Lying in bed last night, alongside my irrepresible neuropathic pain, which is not helped by lying in bed or by anything else, it occurred to me that when a person is first diagnosed with a disease, he doesn't really believe in the disease. Or, rather, he believes he has the disease, because the doctor said so and the tests showed as much, and, indeed, he has experienced some symptoms (which is why he went to the doctor in the first place), but he does not believe, nor can he picture, that the disease will affect him over time as it affects other people. He does not believe this because he, after all, is himself and not other people. He has had various troubles in the past, various illnesses, and has always been able to recover.

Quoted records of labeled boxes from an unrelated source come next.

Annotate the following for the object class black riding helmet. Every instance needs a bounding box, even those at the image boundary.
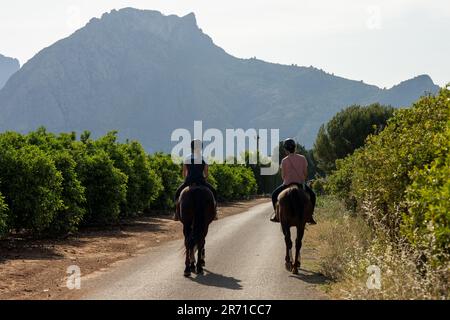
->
[283,138,296,152]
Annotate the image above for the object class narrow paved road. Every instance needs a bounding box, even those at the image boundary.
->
[82,203,326,300]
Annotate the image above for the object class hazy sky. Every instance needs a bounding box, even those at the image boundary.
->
[0,0,450,87]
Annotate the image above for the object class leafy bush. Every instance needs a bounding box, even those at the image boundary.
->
[25,127,86,234]
[95,131,162,216]
[0,193,8,237]
[314,104,394,173]
[209,163,235,201]
[48,151,86,234]
[209,163,258,201]
[328,88,450,255]
[77,150,128,223]
[0,144,63,233]
[402,116,450,255]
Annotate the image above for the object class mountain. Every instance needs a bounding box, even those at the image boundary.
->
[0,54,20,89]
[0,8,438,151]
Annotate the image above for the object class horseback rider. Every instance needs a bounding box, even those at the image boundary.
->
[270,139,316,224]
[174,139,217,221]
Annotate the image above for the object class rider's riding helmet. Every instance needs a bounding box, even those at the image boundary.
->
[191,139,203,152]
[283,138,296,153]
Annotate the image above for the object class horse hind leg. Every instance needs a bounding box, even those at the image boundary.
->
[292,226,305,274]
[189,247,196,272]
[183,226,195,277]
[199,246,206,267]
[197,240,205,274]
[282,222,292,272]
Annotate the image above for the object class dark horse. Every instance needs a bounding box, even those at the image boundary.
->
[277,185,313,274]
[180,185,216,277]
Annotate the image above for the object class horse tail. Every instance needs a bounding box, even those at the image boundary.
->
[189,188,206,249]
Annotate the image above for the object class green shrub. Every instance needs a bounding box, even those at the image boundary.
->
[48,151,86,234]
[95,131,162,216]
[327,88,450,249]
[402,118,450,258]
[209,163,258,201]
[314,103,394,173]
[25,127,86,234]
[209,163,234,201]
[0,145,63,233]
[123,141,164,213]
[148,153,183,210]
[77,147,128,223]
[0,193,8,237]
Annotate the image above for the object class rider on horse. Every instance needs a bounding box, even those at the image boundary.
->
[175,139,217,221]
[270,139,316,224]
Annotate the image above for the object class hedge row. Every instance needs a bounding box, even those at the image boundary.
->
[327,88,450,252]
[0,128,256,235]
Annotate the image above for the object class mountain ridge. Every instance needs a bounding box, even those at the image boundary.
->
[0,8,438,151]
[0,54,20,90]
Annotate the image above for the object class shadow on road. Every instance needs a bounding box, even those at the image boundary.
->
[189,269,242,290]
[290,268,328,284]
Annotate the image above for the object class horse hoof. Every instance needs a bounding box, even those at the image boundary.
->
[285,262,292,272]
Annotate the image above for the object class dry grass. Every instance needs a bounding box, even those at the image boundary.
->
[317,197,450,299]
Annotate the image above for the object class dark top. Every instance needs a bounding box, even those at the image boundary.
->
[184,155,206,184]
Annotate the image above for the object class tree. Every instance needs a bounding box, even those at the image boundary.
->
[313,103,394,173]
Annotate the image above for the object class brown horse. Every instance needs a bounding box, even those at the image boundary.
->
[277,184,313,274]
[180,185,216,277]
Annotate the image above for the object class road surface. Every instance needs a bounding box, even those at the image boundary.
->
[80,203,326,300]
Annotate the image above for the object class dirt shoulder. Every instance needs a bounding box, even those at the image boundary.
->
[0,198,268,299]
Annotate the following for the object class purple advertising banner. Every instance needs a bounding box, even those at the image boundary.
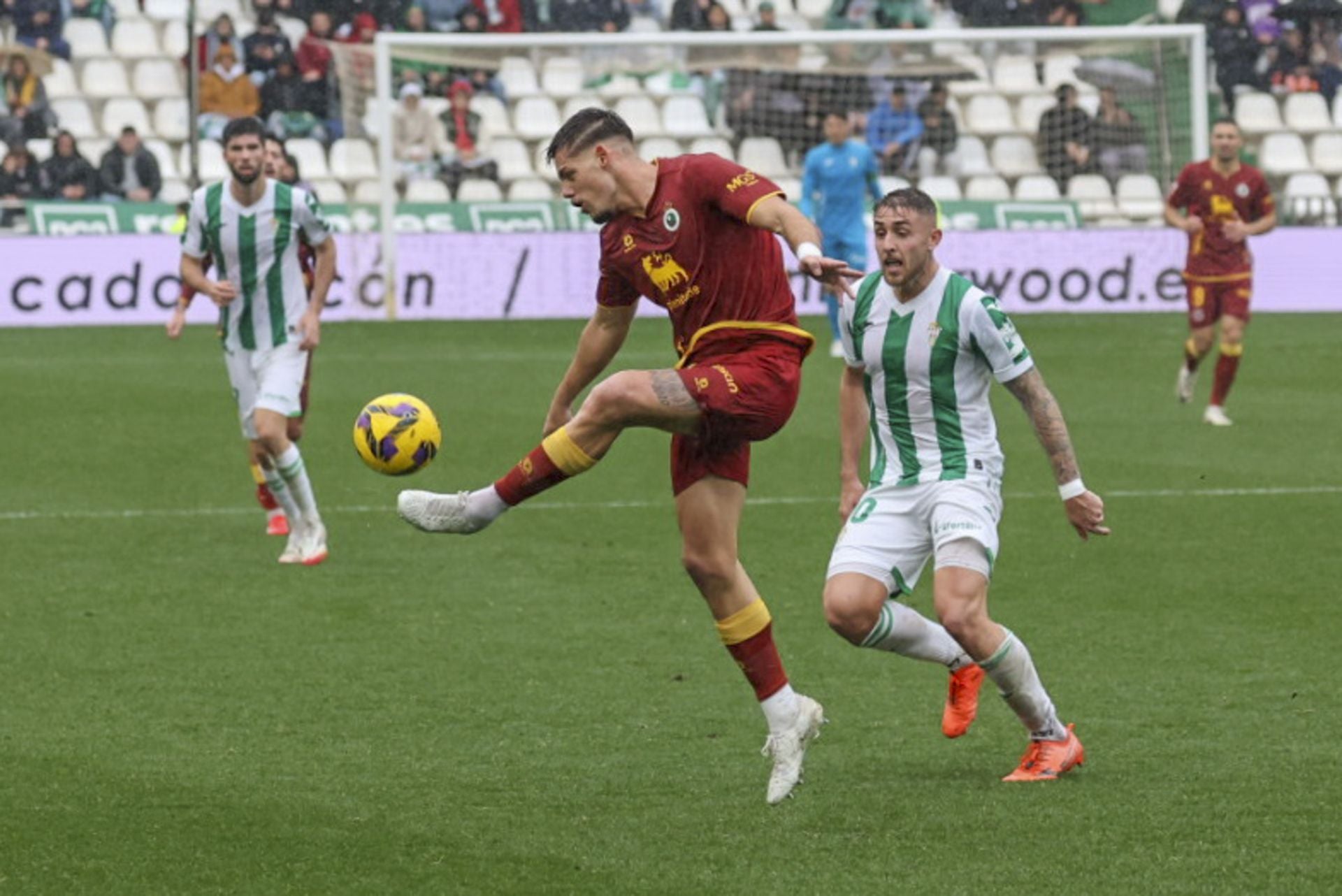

It may simply take willpower, or exercise, or prayer, or changes in diet and lifestyle, but surely he will overcome the problem. Again, he has not ever been a person with a disease, and he is not about to start now. He will take measures. Think positively. 

Some years on down the road, the disease has fully entrenched itself, and has widened and deepened its investment. It has taken hold, one finger after another, and it is not about to let go. It can't. This is what it does. It thrives. His former state of health does not. 

And one realizes that he is going down. The opponent is stronger, faster, heavier, and possesses a far greater expertise - the blind, unknowing expertize of the cellular process, the very process that both enlivens and destroys him. He cannot win, and his efforts are reduced to a pattern of monotonous struggle and endless adjustment. Just when he has shored up one hole in the line, the enemy pours through another. The perimeter shrinks, the strangle-hold tightens, the capital building is already within range. 

And here he is, after all. Just like the rest. A person with a degenerative disease, following the road always followed by all. For there is only one road, and it leads inexorably to the same dispassionate, unchangeable end.

And it is at this point, strangely enough - at this crossing through the threshold of acknowledgement - that one truly begins to live.